Surge of Medicaid Managed Care is Fraught with Probelms Unless Root Concerns are Addressed

Surge of Medicaid Managed Care is Fraught with Problems Unless Root Concerns are Addressed

New Analysis Showing Potential Growth Reveals Potential Problems for Older Adults in Nursing Centers, says Parkinson


Washington, DCIn light of a new report issued this week forecasting the continued rise of Medicaid managed care plans, the American Health Care Association (AHCA) today called on state and federal agencies to carefully weigh and consider the needs of older adults as they implement new payment structures under Medicaid.  Specifically, the Association is concerned that long term services and supports (LTSS) will be managed by groups with little-to-no experience in the vastly complex needs of Medicaid’s older adult population in nursing centers.

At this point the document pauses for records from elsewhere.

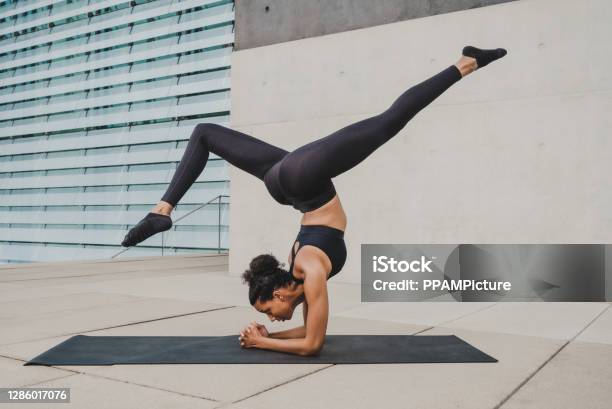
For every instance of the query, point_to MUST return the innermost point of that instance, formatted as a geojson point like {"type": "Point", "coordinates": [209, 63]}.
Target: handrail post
{"type": "Point", "coordinates": [219, 228]}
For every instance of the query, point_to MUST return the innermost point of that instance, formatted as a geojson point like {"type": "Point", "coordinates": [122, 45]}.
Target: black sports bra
{"type": "Point", "coordinates": [329, 239]}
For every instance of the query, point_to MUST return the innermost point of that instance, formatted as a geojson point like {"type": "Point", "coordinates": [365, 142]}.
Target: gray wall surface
{"type": "Point", "coordinates": [264, 22]}
{"type": "Point", "coordinates": [517, 152]}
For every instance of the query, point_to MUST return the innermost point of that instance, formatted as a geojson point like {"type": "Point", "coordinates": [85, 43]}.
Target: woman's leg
{"type": "Point", "coordinates": [241, 150]}
{"type": "Point", "coordinates": [316, 162]}
{"type": "Point", "coordinates": [308, 169]}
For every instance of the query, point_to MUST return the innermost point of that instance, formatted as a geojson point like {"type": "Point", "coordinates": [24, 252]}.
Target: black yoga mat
{"type": "Point", "coordinates": [338, 349]}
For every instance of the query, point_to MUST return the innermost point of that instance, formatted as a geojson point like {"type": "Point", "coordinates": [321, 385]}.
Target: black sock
{"type": "Point", "coordinates": [483, 57]}
{"type": "Point", "coordinates": [151, 224]}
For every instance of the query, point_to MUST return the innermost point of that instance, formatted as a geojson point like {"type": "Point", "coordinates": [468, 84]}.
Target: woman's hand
{"type": "Point", "coordinates": [262, 329]}
{"type": "Point", "coordinates": [250, 335]}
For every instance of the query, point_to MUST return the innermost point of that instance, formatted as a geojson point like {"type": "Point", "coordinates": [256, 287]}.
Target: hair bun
{"type": "Point", "coordinates": [261, 268]}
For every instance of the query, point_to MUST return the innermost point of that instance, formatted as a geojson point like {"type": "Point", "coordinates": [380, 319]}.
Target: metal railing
{"type": "Point", "coordinates": [216, 200]}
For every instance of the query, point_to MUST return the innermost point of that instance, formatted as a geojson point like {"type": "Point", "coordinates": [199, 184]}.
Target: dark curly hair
{"type": "Point", "coordinates": [265, 275]}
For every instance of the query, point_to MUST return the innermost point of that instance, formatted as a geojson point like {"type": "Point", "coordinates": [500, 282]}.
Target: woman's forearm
{"type": "Point", "coordinates": [297, 332]}
{"type": "Point", "coordinates": [298, 346]}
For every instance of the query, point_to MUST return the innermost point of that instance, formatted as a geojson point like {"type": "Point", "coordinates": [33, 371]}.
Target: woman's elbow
{"type": "Point", "coordinates": [312, 349]}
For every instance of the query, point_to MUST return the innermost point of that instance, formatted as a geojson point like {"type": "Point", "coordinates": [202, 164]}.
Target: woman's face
{"type": "Point", "coordinates": [279, 308]}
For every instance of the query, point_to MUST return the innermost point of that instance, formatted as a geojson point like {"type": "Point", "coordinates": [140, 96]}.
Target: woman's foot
{"type": "Point", "coordinates": [483, 56]}
{"type": "Point", "coordinates": [474, 58]}
{"type": "Point", "coordinates": [156, 221]}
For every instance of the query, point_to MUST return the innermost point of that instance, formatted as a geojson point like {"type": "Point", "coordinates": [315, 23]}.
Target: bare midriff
{"type": "Point", "coordinates": [330, 214]}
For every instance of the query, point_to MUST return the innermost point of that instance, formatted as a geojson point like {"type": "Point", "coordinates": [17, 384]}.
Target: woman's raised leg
{"type": "Point", "coordinates": [241, 150]}
{"type": "Point", "coordinates": [250, 154]}
{"type": "Point", "coordinates": [323, 159]}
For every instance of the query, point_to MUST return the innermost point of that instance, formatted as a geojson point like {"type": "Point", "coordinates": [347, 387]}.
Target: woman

“Too much is at stake here, with too many moving parts,” said Mark Parkinson, President and CEO of AHCA.  “Our members are concerned that Medicaid managed care adoption is occurring without placing the needs of the older adults in these programs at the forefront of this effort.  Managed care organizations have laudable goals of enhancing care coordination and saving state dollars, but the managed LTSS model as it stands today has unclear and mixed quality and cost savings outcomes for patients and states themselves. Any new programs must be implemented with consideration of what works best for those receiving care.”

Conducted by Avalere Health and released earlier this week, the comprehensive analysis projects a 20 percent increase in managed care enrollment in 2014.  The report credits this to states’ managed care expansion efforts and growth in new Medicaid beneficiaries through the Affordable Care Act (ACA). While most of the growth is attributed to enrollment of the ACA Medicaid expansion targeted to working age, childless adults, a notable number of older adults and persons with disabilities also will be enrolled as a dozen states move forward with expanding or implementing Medicaid managed LTSS.  The addition of 12 states to the ranks of Medicaid managed LTSS states will bring the total number of states using such approaches to 28 while evidence of savings and quality remains weak.

Late last year, AHCA issued 3 broad principles and a report of its own designed to help state policymakers review and better implement managed LTSS.  The principles focused primarily on ensuring patients’ access, improving care quality and enhancing patient choice in a managed care environment.